A virtual model feels real
Virtual reality and VR headsets are popular among visiting school groups. Many hands go up when doctoral student Paula Alavesa asks whose turn is next.
The virtual adventure is controlled using joystick-type controllers. After putting on VR headsets, schoolchildren can move around the centre of Oulu and the city library, for instance. In the virtual demos, you can also grab things and change the time of day. During their visit, pupils from Teuvo Pakkala School got to throw virtual coffee cups all over the street, laser-cut key rings and scan 3D models of themselves.
“It was fun, but I was dazzled by the lights inside. I have previously used a 3D printer with my dad. We made a human figure and printed it. My dad is an architect, and I got to look at virtual homes at his workplace using a VR headset. 3D modelling is different here at the university from what it’s like at home,” Solja says.
The fifth-graders have almost completed their multidisciplinary learning module on humans. The visit to the Fab Lab and 3D scanner combines technology with the human theme.
“The children didn’t really know what to expect – we came here with open minds. This acts as a good counterbalance to the biology-based information they have previously learned. We get to know about things that people are currently developing,” teacher Jaana Koskela says.
“It was a bit exciting at first. I’ve previously played games using a VR headset. It felt real,” Aada says. Paula Alavesa gives her advice.
Developing a virtual campus
“Our research team has been preparing a 3D model of the Linnanmaa campus with the plan of building a virtual campus. Pretty soon, people might be able to scan themselves into the campus, and online teaching could be almost like the real thing,” says Alavesa, describing her vision.

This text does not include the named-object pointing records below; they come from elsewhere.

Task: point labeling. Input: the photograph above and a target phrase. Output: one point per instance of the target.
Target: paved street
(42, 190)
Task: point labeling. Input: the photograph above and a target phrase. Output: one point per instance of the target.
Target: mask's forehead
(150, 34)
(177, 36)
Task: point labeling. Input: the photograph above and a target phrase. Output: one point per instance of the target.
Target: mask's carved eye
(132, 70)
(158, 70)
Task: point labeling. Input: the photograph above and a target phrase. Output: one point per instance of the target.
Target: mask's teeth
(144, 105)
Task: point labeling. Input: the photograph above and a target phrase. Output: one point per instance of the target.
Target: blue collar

“We started the modelling work two or three years ago. Our earlier demos featured empty and uninviting spaces. Nowadays, we try to add recognisable characters.”

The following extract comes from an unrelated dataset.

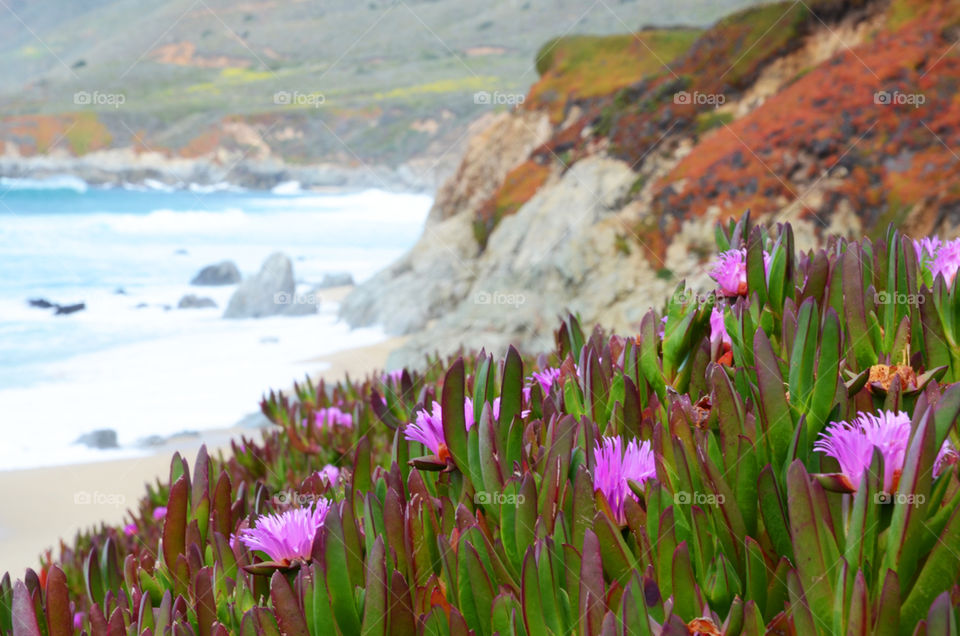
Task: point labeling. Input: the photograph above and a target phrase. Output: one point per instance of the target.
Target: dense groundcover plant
(776, 456)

The Ubiquitous Computing research team studies observation and presence in VR spaces as well as VR nausea. In addition to the university, you can also go to the city library to test the new technology and take part in the study.
According to Alavesa, VR headsets are easy to use and comfortable. In every group of schoolchildren, there are usually a few who have tried wearing them before. Word has got around among teachers, and pupils want to come and try out the equipment.
“People’s interest in the subject increases my own motivation. It’s important to approach children at an early stage and arouse their interest in science,” Alavesa says.
3D demos created by the University of Oulu Center for Ubiquitous Computing can be viewed in the Sketchfab gallery.
The unit also engages in collaboration within the university, and the models and scanner can be utilised across research team and faculty boundaries.